UCLA will take part in research that will test the effectiveness of COVID-19 vaccines on healthcare workers.

After receiving a $4.9 million grant by the CDC, researchers from the David Geffen School of Medicine at UCLA will collaborate with the Iowa Carver College of Medicine and conduct the study on 10,000 healthcare workers for a year.

While the data for all three vaccines authorized vaccines in the U.S. were debated and examined by the FDA, the data and research that showed its effectiveness was conducted by each corresponding pharmaceutical company.

With funding from the CDC, UCLA and the University of Iowa may gather its own findings with more recent subjects.

Part of the research will look at both vaccinated and non-vaccinated healthcare workers who experience COVID-19 like symptoms, examining how severe the symptoms become and if they test positive for the virus.

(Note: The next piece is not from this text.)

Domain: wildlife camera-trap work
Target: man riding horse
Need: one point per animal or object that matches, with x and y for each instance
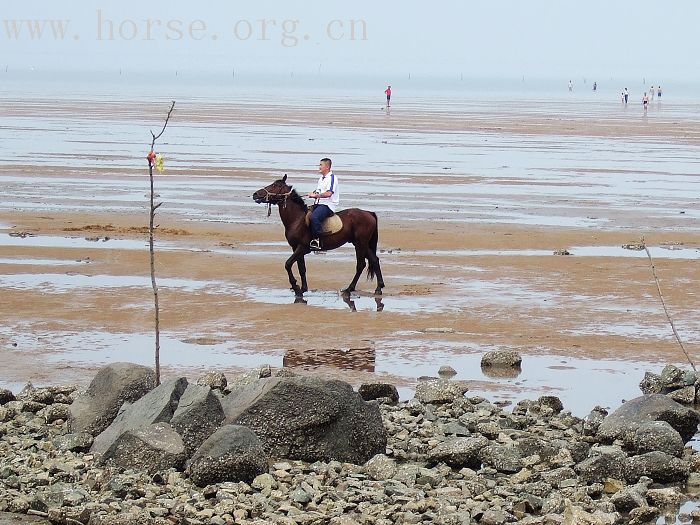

Leading the study for UCLA will be Dr. David Talan, a professor of emergency medicine and of medicine and infectious diseases in the UCLA Department of Emergency Medicine.

“Health care workers all across the world have stepped up to meet the overwhelming needs of patients, families and communities during the pandemic and have been prioritized to be the first offered the COVID-19 vaccine,” Talan said in a media release, Monday. “We have an obligation to learn as much as we can about the vaccine’s effectiveness and safety.”

The Preventing Emerging Infections through Vaccine Effectiveness Testing (PREVENT) project will use healthcare professionals from 16 different medical centers across the country and is still accepting volunteers.

There have been 3,794,829 vaccine doses distributed in L.A. County, as of March 24 and 1,232,348 of those have been second doses.

California will expand eligibility to individuals of age 50 and up on April 1, then further open eligibility to all Californians over 16 years old, without restrictions.